Rupee hits record low of 85.82 against dollar

The rupee on Monday closed at a record low of 85.8275 per US dollar in the backdrop of the latter gaining strength and FPI related outflows from the Indian equity market.

Opening at 85.7950 per dollar, the rupee ended the day about 6 paise weaker vis-a-vis the previous close of 85.77. Intraday, it tested a low of 85.84.

The 30-share bellwether BSE Sensex declined 1.59 per cent (or down 1,258.12 points) at 77,964.99 as the HMPV virus cast its shadow on market sentiment. The 50-share Nifty fell 1.62 per cent (or down 388.70 points) to close at 23,616.05.

Dollar demand

Forex dealers said there was persistent demand for dollars from custodial banks on behalf of their FPI clients. The RBI is believed to have intervened in the market to curb volatility in the movement of rupee-dollar.

“With Donald Trump set to take charge as US President later this month and the US economy seems poised to grow robustly, the US dollar may continue to gain strength and accelerate INR’s depreciation in the March 2025 (fourth) quarter than just a 1.4 per cent depreciation witnessed in 9MFY25,” said Incred Research Services, in a note.

Bank of Baroda economists cautioned that the rupee depreciation can lead to imported inflation which can manifest itself into higher core inflation.

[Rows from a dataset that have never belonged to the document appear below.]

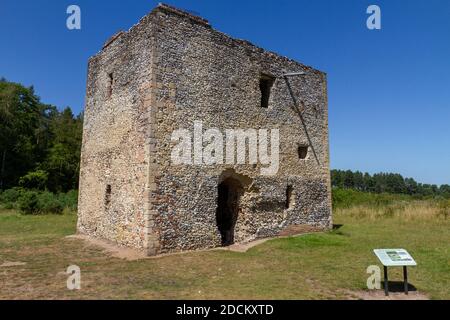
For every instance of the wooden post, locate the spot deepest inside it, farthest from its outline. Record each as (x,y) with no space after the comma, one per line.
(386,283)
(405,279)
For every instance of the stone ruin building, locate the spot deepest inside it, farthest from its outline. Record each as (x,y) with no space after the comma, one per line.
(167,72)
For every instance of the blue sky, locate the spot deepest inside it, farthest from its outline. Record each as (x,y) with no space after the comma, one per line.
(389,89)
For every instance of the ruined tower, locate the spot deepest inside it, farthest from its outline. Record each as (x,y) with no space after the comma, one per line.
(172,71)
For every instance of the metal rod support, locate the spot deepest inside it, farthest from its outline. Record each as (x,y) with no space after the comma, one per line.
(291,74)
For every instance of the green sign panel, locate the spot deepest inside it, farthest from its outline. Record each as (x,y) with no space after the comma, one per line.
(394,257)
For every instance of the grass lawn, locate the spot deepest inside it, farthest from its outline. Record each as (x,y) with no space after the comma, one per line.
(317,266)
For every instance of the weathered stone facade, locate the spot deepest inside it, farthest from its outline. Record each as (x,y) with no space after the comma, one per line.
(166,72)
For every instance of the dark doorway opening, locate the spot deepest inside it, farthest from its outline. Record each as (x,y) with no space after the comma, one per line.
(229,192)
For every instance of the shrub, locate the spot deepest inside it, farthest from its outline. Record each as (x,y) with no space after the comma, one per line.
(28,202)
(10,196)
(69,200)
(34,180)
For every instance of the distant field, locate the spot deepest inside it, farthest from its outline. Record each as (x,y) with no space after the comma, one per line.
(317,266)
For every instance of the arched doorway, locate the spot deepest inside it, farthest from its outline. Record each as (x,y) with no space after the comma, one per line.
(229,192)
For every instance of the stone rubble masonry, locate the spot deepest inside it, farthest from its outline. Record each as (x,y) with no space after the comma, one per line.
(167,71)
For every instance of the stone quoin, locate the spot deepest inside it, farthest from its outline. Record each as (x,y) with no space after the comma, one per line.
(164,74)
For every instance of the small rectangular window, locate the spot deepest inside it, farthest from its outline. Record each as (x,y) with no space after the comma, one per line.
(302,152)
(289,198)
(107,196)
(265,85)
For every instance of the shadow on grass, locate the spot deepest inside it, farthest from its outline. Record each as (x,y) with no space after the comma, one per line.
(398,286)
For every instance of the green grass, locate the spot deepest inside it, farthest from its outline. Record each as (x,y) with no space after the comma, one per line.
(317,266)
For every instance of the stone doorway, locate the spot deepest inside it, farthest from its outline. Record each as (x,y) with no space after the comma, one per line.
(229,193)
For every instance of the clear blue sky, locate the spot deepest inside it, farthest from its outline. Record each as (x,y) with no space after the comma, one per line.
(389,90)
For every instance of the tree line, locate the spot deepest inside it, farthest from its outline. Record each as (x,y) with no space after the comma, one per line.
(40,150)
(39,145)
(385,183)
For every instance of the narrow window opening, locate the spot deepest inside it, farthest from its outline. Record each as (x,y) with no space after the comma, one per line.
(110,83)
(302,152)
(107,195)
(265,85)
(289,197)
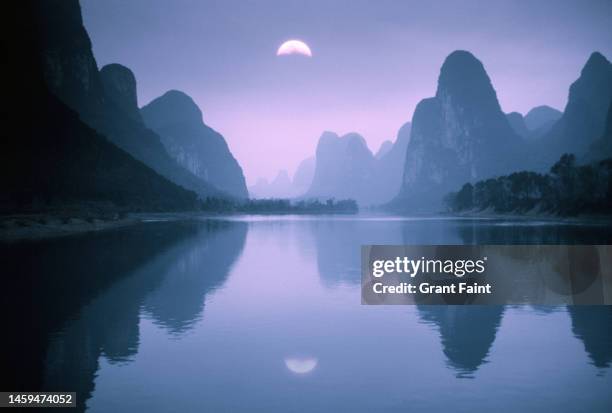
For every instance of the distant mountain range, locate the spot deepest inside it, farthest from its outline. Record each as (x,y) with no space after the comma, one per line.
(346,168)
(198,148)
(283,187)
(66,79)
(79,136)
(54,159)
(461,134)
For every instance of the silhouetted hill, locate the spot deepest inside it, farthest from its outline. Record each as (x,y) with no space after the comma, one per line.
(389,168)
(344,168)
(517,122)
(459,135)
(71,73)
(279,187)
(55,159)
(541,118)
(584,118)
(304,174)
(120,88)
(385,147)
(602,147)
(194,145)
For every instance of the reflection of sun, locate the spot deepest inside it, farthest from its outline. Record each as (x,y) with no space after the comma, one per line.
(299,365)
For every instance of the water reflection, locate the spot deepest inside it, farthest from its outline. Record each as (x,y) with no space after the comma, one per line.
(593,326)
(134,312)
(95,288)
(466,332)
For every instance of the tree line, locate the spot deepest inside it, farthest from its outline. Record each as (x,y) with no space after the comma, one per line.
(568,189)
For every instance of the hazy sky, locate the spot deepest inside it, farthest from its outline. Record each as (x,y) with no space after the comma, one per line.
(372,61)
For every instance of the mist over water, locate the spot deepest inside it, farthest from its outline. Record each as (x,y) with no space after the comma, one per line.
(264,314)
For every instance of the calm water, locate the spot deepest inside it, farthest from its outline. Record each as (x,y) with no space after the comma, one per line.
(263,314)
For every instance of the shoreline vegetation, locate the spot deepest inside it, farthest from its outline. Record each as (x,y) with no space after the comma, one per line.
(78,219)
(568,190)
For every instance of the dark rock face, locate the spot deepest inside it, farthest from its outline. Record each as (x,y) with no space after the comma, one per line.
(584,118)
(120,87)
(542,117)
(345,168)
(198,148)
(71,73)
(517,122)
(59,161)
(457,136)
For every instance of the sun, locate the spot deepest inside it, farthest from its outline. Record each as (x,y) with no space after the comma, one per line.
(294,47)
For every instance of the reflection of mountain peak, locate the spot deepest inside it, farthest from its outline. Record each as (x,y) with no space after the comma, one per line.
(467,333)
(198,268)
(591,325)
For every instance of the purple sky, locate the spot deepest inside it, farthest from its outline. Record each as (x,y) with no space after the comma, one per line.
(372,61)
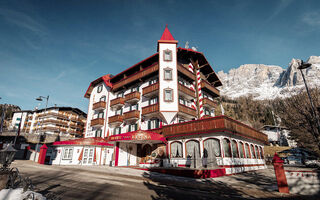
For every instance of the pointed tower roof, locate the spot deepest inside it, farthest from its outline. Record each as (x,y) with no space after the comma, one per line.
(167,37)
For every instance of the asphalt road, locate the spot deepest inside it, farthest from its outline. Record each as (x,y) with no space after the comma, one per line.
(78,182)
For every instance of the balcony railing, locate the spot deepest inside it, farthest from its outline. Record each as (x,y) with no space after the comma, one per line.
(214,124)
(99,105)
(187,91)
(205,85)
(97,122)
(132,115)
(116,119)
(182,69)
(117,102)
(135,77)
(209,102)
(150,109)
(132,97)
(187,110)
(151,89)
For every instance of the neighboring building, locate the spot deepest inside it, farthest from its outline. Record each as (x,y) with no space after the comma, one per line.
(53,120)
(160,112)
(278,135)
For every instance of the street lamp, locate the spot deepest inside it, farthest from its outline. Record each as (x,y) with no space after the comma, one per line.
(7,155)
(301,67)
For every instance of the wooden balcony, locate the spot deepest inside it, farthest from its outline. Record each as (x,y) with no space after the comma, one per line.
(151,90)
(209,103)
(118,102)
(185,71)
(187,92)
(97,122)
(136,76)
(205,85)
(185,110)
(151,109)
(116,120)
(131,115)
(221,123)
(132,97)
(98,106)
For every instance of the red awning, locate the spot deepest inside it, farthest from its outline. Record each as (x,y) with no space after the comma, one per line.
(139,137)
(84,142)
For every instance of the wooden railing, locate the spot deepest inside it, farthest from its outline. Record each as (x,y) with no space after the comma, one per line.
(150,109)
(132,95)
(213,124)
(151,88)
(98,121)
(182,69)
(186,90)
(209,102)
(117,101)
(136,76)
(209,87)
(134,114)
(99,105)
(116,118)
(187,110)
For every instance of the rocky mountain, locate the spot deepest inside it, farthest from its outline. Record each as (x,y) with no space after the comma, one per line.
(269,81)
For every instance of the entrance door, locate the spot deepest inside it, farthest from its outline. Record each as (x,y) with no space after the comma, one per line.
(87,156)
(193,154)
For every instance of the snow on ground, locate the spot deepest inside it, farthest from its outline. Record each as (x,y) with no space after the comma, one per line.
(18,194)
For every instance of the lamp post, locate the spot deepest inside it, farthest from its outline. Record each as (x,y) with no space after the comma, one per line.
(301,67)
(40,98)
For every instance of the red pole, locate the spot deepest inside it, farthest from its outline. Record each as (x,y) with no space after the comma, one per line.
(280,174)
(42,154)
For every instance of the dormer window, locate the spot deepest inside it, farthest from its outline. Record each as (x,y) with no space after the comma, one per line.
(167,55)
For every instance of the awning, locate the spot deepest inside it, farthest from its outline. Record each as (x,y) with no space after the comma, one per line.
(139,137)
(84,142)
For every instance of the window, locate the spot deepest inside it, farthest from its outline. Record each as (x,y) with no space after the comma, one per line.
(241,147)
(134,107)
(235,152)
(100,115)
(117,131)
(167,55)
(167,74)
(118,112)
(67,154)
(247,149)
(227,148)
(103,98)
(99,89)
(176,150)
(168,94)
(133,127)
(99,133)
(153,123)
(153,101)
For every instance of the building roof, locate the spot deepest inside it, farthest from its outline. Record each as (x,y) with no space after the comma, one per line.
(84,141)
(105,79)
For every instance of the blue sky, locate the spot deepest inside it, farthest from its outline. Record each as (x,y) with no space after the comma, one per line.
(57,48)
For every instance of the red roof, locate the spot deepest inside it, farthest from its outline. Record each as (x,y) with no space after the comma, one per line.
(105,79)
(84,141)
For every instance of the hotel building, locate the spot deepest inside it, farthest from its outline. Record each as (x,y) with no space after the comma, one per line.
(160,112)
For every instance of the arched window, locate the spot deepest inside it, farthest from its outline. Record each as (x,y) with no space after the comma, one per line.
(176,150)
(261,153)
(212,146)
(253,152)
(235,152)
(241,148)
(226,148)
(248,154)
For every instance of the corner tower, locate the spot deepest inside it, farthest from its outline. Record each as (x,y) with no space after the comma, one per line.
(168,76)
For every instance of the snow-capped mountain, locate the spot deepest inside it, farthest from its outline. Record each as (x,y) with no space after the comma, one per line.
(269,81)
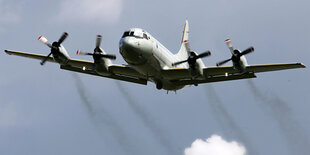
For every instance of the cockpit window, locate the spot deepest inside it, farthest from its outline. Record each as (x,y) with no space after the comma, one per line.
(136,34)
(145,36)
(126,33)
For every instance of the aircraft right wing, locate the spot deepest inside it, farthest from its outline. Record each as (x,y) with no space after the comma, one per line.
(118,72)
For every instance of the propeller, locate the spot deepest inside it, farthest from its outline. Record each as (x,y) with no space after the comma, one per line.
(54,47)
(98,53)
(236,54)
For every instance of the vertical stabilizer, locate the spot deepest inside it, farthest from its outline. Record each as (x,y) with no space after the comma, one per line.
(184,50)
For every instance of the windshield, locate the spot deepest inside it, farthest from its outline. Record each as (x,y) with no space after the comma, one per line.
(136,34)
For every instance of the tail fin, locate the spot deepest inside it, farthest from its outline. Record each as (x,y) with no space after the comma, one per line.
(184,50)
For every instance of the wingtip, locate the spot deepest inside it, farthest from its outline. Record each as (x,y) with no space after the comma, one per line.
(302,65)
(7,52)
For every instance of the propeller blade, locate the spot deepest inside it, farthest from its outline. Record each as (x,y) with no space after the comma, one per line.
(45,41)
(229,44)
(187,46)
(45,59)
(177,63)
(247,51)
(222,62)
(98,41)
(205,54)
(108,56)
(78,52)
(63,37)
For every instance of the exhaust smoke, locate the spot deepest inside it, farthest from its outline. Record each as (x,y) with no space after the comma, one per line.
(225,120)
(101,118)
(146,119)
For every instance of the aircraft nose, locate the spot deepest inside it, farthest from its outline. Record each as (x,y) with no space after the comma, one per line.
(129,43)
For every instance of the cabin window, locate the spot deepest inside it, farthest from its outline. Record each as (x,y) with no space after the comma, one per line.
(125,34)
(145,36)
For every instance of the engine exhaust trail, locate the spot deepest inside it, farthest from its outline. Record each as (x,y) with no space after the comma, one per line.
(147,120)
(225,120)
(282,113)
(101,118)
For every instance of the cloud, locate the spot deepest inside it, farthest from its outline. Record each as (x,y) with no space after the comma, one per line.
(102,11)
(215,145)
(225,120)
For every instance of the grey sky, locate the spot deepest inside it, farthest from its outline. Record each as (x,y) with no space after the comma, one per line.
(41,111)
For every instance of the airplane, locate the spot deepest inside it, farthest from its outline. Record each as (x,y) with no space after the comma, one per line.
(149,61)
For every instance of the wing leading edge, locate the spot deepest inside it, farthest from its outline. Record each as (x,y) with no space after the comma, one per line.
(118,72)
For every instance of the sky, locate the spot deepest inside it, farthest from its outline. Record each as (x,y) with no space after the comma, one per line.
(45,110)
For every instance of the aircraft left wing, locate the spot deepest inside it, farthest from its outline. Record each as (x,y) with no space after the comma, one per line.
(182,76)
(118,72)
(215,71)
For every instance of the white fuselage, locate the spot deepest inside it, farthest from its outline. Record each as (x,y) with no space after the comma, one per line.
(148,56)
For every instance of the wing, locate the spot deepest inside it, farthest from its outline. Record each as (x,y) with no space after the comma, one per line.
(216,71)
(29,55)
(118,72)
(123,73)
(182,76)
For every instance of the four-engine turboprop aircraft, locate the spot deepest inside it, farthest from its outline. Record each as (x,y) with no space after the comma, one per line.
(149,60)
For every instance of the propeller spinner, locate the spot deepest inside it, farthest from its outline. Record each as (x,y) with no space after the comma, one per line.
(54,47)
(98,53)
(236,54)
(192,58)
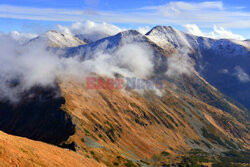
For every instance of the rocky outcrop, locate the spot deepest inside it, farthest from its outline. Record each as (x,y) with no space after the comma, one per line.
(37,115)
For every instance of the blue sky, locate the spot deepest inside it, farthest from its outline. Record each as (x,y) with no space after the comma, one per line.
(38,16)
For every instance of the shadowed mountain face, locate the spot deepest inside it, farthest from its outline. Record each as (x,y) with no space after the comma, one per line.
(37,116)
(223,63)
(147,127)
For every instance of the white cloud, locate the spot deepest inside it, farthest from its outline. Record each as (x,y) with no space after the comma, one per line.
(22,37)
(217,33)
(91,30)
(32,65)
(143,30)
(194,29)
(203,14)
(241,74)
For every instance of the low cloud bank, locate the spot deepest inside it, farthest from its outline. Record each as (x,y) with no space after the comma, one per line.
(217,33)
(90,30)
(25,66)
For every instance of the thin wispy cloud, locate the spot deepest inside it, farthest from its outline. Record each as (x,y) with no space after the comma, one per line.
(204,14)
(217,33)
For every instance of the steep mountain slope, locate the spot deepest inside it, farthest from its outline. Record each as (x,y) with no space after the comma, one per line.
(141,126)
(132,127)
(57,39)
(223,63)
(17,151)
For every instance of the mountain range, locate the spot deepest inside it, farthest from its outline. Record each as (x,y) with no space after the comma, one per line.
(199,117)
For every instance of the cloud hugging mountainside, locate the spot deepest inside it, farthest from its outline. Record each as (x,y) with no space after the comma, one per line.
(202,109)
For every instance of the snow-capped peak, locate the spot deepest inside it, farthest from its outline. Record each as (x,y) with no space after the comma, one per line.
(58,39)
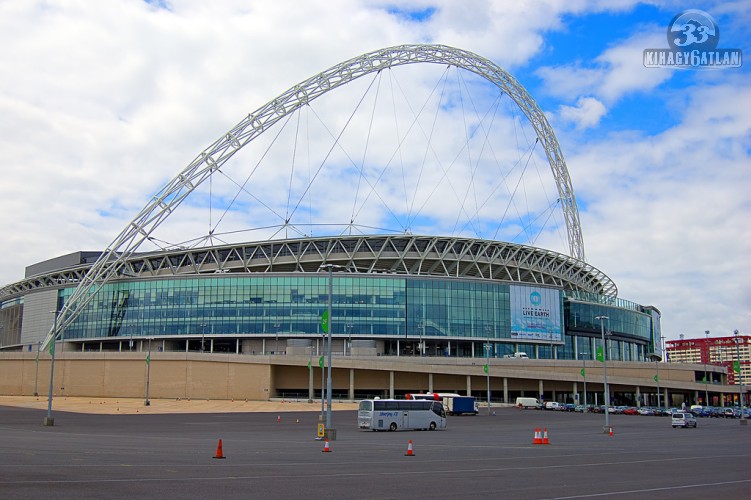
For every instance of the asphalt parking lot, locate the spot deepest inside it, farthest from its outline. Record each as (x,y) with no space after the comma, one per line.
(172,456)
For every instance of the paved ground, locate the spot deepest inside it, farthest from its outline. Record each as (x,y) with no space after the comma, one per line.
(172,456)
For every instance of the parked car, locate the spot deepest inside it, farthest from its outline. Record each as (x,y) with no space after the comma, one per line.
(731,413)
(683,419)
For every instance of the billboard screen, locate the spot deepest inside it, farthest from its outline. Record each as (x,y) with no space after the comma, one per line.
(535,313)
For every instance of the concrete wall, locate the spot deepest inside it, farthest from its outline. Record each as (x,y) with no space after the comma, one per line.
(232,376)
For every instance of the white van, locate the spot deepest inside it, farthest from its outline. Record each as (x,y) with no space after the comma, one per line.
(528,403)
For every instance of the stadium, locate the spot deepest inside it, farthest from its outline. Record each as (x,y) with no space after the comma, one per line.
(408,312)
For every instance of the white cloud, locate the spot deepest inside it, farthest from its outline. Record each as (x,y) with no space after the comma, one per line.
(585,114)
(666,215)
(102,102)
(617,72)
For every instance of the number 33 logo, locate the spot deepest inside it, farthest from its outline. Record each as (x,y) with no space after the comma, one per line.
(691,34)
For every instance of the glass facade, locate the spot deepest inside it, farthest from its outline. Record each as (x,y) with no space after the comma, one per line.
(387,307)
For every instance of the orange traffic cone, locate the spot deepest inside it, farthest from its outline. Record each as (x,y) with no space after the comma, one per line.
(409,453)
(538,437)
(219,453)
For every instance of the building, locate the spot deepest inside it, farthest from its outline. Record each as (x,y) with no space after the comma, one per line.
(717,351)
(406,312)
(391,296)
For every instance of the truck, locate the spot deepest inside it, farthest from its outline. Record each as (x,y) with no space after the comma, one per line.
(461,405)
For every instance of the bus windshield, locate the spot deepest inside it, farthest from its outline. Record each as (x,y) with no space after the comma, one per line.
(394,414)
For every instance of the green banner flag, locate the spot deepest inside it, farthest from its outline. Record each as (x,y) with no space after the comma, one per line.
(325,321)
(600,356)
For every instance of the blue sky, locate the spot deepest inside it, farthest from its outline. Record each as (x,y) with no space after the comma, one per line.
(101,103)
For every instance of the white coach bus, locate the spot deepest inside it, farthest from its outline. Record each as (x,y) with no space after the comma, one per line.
(393,414)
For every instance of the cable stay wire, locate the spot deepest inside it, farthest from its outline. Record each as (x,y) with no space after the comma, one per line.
(365,152)
(513,194)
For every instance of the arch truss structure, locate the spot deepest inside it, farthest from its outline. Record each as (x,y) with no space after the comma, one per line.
(112,263)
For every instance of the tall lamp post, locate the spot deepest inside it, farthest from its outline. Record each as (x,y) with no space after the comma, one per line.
(48,420)
(148,375)
(584,374)
(330,268)
(36,375)
(706,391)
(203,337)
(605,372)
(420,346)
(740,376)
(487,362)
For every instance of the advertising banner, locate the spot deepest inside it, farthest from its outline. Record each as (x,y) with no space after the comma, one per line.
(535,313)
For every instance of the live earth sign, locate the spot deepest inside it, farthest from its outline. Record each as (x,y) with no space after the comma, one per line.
(535,313)
(693,36)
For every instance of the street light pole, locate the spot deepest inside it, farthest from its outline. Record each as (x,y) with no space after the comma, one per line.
(330,268)
(203,336)
(706,391)
(487,364)
(605,372)
(36,375)
(420,346)
(148,375)
(740,376)
(584,374)
(49,421)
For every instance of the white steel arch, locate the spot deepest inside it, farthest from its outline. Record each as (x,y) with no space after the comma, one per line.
(111,262)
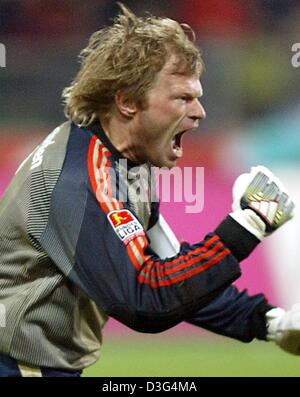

With the Chinese yuan depreciating against dollar, the rupee is coming under pressure.

Deutsche Bank India, in a report, observed that rupee is likely to depreciate with or without rate cuts.

“We have a forecast of rupee depreciating to 87 by end-March 2026, which can be seen earlier as well, if the tariff war escalates more than what we have factored in at this stage and the RBI relaxes its FX intervention strategy.

“The RBI not cutting rates will not prevent rupee depreciation, but it will hurt the growth prospects for 2025 and beyond, in our view. Therefore, the interest rate policy should not be linked to the FX policy, in our view,” said the bank’s economists.

The economists anticipate rupee to reflect more two-way movement in 2025, compared to the last few years.

“While the current account deficit of below 1.5 per cent of GDP is not difficult to finance, but the inter-temporal volatility of capital flows is likely to exert pressure on the rupee (as is the case currently), as long as the broad Dollar index continues to strengthen,” they said.